Restoring passenger confidence by minimising contact between people and surfaces will be important as air travel begins to pick up. Technology, such as remote screening, can help.
The changing face of air travel
As the aviation industry begins to build its action plan for reinstating operations, airports will be looking to rapidly regain the confidence of travelers through the introduction of heightened safety measures. Many new measures will be introduced to increase hygiene and reduce person-to-person or person-to-surface contact along the entire passenger journey. Technology will certainly play a key role as the industry drives towards a more and more automated process.
Fortunately, there are already solutions available that can effectively support a low contact operation – remote screening is a particularly compelling example
Keeping the distance
Even after it has been declared safe to travel many travelers will still be concerned about going through crowded security checkpoints. Deploying image analysts in a central location away from the checkpoint has been proven to offer many benefits and in this case, would allow for fewer points of human contact, making the process safer for both staff and passengers.
Depending on what is found on the scanned images, each tray is either sent straight through to the passenger or automatically diverted to a recheck point. Any suspicious areas are marked and classified on the images so operators back at the checkpoint know exactly where to target secondary examinations – making rechecks quicker and less intrusive.

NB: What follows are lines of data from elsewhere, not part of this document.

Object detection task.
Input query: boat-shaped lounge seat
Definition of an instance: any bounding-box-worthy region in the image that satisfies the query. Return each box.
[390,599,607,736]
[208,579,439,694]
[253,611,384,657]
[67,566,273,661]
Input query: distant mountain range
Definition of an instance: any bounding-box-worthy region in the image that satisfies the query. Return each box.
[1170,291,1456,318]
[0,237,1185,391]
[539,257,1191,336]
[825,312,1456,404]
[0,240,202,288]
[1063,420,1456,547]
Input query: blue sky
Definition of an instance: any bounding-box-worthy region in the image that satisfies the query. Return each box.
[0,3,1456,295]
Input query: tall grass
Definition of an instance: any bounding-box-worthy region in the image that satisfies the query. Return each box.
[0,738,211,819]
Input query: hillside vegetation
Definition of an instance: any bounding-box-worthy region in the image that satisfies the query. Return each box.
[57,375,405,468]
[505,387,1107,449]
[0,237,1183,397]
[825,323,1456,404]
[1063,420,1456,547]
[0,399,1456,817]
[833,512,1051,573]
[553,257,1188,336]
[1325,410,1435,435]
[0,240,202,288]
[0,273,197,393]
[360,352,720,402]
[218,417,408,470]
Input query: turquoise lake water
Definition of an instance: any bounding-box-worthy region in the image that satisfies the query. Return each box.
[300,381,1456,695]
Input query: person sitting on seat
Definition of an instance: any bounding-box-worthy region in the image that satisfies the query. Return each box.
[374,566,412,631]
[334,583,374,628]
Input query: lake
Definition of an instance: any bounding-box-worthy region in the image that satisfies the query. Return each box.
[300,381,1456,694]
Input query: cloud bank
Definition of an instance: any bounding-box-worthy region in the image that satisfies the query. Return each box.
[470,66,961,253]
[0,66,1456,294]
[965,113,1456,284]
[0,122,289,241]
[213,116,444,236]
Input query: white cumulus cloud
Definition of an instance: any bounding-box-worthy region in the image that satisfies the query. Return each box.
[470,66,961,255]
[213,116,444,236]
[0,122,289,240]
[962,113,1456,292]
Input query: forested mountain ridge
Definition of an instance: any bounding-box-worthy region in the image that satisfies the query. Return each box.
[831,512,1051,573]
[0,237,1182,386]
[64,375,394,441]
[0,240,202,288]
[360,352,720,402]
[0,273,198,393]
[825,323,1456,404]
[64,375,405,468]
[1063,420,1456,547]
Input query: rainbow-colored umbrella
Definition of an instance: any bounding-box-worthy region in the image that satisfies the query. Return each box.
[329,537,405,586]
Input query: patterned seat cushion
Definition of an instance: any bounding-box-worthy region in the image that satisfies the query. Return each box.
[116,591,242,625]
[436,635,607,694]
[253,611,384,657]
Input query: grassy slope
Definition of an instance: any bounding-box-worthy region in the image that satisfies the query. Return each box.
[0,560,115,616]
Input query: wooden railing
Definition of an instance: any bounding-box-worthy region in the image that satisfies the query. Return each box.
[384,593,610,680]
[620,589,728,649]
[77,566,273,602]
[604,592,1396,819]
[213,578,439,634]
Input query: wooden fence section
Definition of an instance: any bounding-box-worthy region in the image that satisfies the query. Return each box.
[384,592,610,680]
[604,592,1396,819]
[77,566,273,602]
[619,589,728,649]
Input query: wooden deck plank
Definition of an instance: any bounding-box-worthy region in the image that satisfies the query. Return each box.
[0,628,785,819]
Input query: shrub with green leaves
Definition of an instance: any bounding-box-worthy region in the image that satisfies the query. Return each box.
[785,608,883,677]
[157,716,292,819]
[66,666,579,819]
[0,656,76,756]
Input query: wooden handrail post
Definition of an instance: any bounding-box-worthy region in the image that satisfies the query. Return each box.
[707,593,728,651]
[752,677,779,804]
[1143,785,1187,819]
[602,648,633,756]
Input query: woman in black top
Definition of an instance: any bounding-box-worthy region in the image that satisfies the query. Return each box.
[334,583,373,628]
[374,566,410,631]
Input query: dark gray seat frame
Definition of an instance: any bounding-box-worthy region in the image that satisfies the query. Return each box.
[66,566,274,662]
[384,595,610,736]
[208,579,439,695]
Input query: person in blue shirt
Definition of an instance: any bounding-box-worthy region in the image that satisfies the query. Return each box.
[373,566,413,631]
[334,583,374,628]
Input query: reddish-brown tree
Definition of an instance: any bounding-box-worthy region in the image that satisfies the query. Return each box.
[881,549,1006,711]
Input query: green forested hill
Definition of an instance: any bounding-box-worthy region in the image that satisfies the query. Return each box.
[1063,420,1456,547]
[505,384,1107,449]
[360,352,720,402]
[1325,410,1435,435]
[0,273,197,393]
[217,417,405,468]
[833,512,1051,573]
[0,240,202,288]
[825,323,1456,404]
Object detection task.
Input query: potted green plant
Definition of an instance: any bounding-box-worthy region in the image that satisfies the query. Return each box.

Remote screening improves operational efficiency and its flexibility could prove particularly useful in helping create distance between passengers. Analysts are able to focus in the calm environment away from the checkpoint and make faster, accurate decisions. This in turn supports a smoother flow of baggage through screening, making it easier to keep people apart and avoid potential bunching.
Networked images are collected from all security lanes across the airport and delivered to the next available operator – making more efficient use of staff resources as images from both quiet and very busy lanes are shared equally. Closing down some lanes in each terminal would help maintain space between people and images could be channelled to one central team of analysts.
This principle can be applied to groups of nationwide airports linking hundreds of checkpoints to a central analysis facility. Smaller airports could become part of one network with all image analysis handled off-site; and international networking also has enormous potential.
Maintaining social distancing and strict hygiene will be crucial factors as the industry strives to restore customer confidence in flying whilst, of course, protecting staff from infection and ensuring business continuity. As remote screening provides a private location for image analysts which is easier to sterilise than the public areas; and contributes to a contact free environment and a less crowded checkpoint, this technology certainly has much to offer.